Engineering Bioactive Dimeric Transcription Factor Analogs via Palladium Rebound Reagents
J. Am. Chem. Soc. 2021, 143, 30, 11788–11798
Muhammad Jbara, Sebastian Pomplun, Carly K. Schissel, Susana Wilson Hawken, Ann Boija, Isaac Klein, Jacob Rodriguez, Stephen L. Buchwald, and Bradley L. Pentelute*
Transcription factors (TF), such as Myc, are proteins implicated in disease pathogenesis, with dysregulation of Myc expression in 50% of all human cancers. Still, targeting Myc remains a challenge due to the lack of small molecule binding pockets in the tertiary structure. Here, we report synthetic covalently linked TF mimetics that inhibit oncogenic Myc-driven transcription by antagonistic binding of the target DNA-binding site.
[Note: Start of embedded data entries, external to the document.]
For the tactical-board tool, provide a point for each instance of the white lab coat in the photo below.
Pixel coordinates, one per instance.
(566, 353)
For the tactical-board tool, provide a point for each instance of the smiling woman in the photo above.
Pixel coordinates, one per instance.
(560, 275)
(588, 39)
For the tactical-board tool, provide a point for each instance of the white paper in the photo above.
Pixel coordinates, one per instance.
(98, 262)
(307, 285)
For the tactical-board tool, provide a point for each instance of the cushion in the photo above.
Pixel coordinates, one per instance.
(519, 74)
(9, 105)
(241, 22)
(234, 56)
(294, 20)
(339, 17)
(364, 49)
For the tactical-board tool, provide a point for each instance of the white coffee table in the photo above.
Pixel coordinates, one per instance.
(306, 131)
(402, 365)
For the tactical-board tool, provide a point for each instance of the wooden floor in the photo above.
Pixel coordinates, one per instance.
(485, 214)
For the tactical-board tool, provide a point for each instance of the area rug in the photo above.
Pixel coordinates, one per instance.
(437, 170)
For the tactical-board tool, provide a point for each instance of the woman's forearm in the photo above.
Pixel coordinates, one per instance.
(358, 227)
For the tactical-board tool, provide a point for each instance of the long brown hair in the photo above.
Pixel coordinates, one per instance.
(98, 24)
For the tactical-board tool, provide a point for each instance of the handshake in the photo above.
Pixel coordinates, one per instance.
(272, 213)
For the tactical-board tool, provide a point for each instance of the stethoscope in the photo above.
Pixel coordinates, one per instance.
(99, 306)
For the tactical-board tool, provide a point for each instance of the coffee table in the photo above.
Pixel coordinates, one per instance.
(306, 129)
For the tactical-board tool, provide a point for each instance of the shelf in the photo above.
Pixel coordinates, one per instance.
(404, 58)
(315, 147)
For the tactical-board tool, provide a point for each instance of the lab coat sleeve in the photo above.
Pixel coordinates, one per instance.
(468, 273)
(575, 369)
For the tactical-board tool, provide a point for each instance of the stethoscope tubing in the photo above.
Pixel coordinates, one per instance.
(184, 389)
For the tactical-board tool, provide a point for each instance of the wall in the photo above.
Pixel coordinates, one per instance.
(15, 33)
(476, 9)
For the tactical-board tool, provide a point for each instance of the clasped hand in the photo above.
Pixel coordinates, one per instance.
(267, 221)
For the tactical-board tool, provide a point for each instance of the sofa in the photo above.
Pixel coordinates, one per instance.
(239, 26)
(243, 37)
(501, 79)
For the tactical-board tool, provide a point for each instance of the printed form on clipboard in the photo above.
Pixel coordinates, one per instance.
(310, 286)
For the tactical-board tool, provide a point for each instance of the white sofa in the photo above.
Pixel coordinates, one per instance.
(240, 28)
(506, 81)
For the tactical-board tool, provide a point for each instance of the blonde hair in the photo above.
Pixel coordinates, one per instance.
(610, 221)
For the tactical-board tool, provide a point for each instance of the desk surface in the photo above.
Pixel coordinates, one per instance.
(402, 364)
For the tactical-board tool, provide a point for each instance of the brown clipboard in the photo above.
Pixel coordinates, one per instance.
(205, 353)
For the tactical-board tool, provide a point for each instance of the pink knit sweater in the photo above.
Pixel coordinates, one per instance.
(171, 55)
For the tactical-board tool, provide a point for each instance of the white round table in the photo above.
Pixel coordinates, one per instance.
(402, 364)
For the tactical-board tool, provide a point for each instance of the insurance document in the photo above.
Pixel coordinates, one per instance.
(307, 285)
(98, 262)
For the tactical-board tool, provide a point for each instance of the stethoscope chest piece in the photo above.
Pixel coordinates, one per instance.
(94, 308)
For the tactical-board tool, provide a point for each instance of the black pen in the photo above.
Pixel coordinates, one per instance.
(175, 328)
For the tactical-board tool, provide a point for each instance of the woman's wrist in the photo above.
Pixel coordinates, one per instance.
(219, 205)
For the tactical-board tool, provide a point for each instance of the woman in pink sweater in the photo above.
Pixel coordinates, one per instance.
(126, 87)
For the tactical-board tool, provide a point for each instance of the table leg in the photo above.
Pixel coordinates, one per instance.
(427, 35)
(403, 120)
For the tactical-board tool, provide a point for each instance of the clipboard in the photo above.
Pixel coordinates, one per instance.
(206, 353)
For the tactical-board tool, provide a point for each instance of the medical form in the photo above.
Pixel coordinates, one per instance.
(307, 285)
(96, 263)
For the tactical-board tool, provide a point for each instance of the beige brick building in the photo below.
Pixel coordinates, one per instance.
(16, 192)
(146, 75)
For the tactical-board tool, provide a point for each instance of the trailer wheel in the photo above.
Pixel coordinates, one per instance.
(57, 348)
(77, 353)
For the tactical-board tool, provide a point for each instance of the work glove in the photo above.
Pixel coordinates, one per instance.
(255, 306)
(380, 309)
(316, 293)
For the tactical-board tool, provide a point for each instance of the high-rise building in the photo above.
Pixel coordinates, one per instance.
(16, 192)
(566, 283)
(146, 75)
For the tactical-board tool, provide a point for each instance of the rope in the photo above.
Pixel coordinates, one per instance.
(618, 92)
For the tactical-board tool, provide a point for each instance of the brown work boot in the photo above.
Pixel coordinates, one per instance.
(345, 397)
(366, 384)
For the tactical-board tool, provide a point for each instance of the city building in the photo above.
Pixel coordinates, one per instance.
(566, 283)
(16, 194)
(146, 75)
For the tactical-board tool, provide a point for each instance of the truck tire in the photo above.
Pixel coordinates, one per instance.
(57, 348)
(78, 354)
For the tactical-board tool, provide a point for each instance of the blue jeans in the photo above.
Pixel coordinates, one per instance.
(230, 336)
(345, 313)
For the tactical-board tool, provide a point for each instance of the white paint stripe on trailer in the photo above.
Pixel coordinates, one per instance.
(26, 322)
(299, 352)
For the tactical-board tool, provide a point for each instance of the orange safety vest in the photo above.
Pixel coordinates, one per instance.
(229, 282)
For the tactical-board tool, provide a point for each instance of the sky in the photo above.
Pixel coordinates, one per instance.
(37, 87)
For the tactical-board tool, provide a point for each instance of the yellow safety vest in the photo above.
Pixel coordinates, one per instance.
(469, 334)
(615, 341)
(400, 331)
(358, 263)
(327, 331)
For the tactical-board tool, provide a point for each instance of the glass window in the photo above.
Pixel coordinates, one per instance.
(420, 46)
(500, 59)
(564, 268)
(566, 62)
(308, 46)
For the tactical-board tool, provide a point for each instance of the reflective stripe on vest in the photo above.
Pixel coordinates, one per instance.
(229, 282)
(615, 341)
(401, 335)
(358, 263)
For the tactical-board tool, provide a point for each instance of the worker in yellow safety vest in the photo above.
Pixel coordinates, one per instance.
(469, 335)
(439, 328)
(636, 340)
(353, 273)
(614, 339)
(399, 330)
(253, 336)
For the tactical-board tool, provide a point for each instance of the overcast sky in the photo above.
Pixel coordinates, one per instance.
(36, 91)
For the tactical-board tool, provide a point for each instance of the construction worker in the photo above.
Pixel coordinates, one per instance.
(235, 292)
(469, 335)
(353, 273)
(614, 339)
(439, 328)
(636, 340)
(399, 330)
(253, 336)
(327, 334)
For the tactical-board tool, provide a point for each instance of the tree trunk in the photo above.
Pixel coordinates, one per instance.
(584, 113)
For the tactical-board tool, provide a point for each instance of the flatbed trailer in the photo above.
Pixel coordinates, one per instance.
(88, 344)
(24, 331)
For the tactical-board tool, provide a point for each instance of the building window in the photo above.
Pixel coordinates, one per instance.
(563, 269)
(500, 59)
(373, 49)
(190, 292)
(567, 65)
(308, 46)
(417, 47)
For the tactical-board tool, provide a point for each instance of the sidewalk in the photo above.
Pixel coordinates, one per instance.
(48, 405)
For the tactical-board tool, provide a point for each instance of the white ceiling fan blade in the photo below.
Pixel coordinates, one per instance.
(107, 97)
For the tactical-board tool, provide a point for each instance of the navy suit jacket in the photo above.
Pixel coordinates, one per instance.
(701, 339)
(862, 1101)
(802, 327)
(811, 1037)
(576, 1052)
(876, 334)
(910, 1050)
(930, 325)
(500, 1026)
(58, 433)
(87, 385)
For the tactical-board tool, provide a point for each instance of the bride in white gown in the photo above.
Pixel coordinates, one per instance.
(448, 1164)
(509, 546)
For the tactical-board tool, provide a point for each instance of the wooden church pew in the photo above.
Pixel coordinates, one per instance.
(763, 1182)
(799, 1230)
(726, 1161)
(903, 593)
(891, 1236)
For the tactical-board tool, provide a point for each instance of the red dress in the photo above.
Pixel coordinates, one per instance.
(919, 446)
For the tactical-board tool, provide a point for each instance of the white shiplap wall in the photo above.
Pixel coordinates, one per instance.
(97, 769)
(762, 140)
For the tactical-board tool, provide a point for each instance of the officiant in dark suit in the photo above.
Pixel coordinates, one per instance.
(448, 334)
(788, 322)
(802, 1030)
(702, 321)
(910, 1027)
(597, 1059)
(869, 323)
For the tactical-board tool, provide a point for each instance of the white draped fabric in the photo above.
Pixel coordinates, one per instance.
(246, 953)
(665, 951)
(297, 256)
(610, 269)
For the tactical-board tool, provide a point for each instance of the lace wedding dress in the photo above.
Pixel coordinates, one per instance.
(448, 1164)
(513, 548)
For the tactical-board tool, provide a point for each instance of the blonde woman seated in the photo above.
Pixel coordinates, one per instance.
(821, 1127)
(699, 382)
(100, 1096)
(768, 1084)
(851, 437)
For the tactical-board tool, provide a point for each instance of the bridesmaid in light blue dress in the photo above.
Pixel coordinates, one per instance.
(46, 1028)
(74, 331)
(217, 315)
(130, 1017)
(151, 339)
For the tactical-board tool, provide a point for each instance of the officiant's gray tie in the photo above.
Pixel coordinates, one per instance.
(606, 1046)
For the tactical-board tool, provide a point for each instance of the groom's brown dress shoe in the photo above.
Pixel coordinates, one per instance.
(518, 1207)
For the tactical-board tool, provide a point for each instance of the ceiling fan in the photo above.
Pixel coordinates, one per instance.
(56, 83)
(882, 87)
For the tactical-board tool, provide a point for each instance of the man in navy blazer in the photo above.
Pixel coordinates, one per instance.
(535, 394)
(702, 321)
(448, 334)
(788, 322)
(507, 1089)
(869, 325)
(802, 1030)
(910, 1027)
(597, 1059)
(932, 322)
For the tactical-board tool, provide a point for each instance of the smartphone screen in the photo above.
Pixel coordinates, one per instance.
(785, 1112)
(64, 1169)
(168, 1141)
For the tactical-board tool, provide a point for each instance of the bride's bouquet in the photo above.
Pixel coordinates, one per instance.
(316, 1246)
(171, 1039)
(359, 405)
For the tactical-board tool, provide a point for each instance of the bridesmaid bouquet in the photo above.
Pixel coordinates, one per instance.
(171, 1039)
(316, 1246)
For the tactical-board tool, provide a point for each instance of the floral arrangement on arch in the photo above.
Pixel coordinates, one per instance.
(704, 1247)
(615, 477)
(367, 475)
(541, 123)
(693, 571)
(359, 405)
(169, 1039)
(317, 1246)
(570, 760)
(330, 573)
We combined automated flow peptide chemistry with palladium(II) oxidative addition complexes (OACs) to engineer covalent protein dimers derived from the DNA-binding domains of Myc, Max, and Omomyc TF analogs. Palladium-mediated cross-coupling of synthesized protein monomers resulted in milligram quantities of seven different covalent homo- and heterodimers. The covalent helical dimers were found to bind DNA and exhibited improved thermal stability. Cell-based studies revealed the Max-Max covalent dimer is cell-penetrating and interfered with Myc-dependent gene transcription resulting in reduced cancer cell proliferation (EC50 of 6 μM in HeLa). RNA sequencing and gene analysis of extracted RNA from treated cancer cells confirmed that the covalent Max-Max homodimer interferes with Myc-dependent transcription. Flow chemistry, combined with palladium(II) OACs, has enabled a practical strategy to generate new bioactive compounds to inhibit tumor cell proliferation.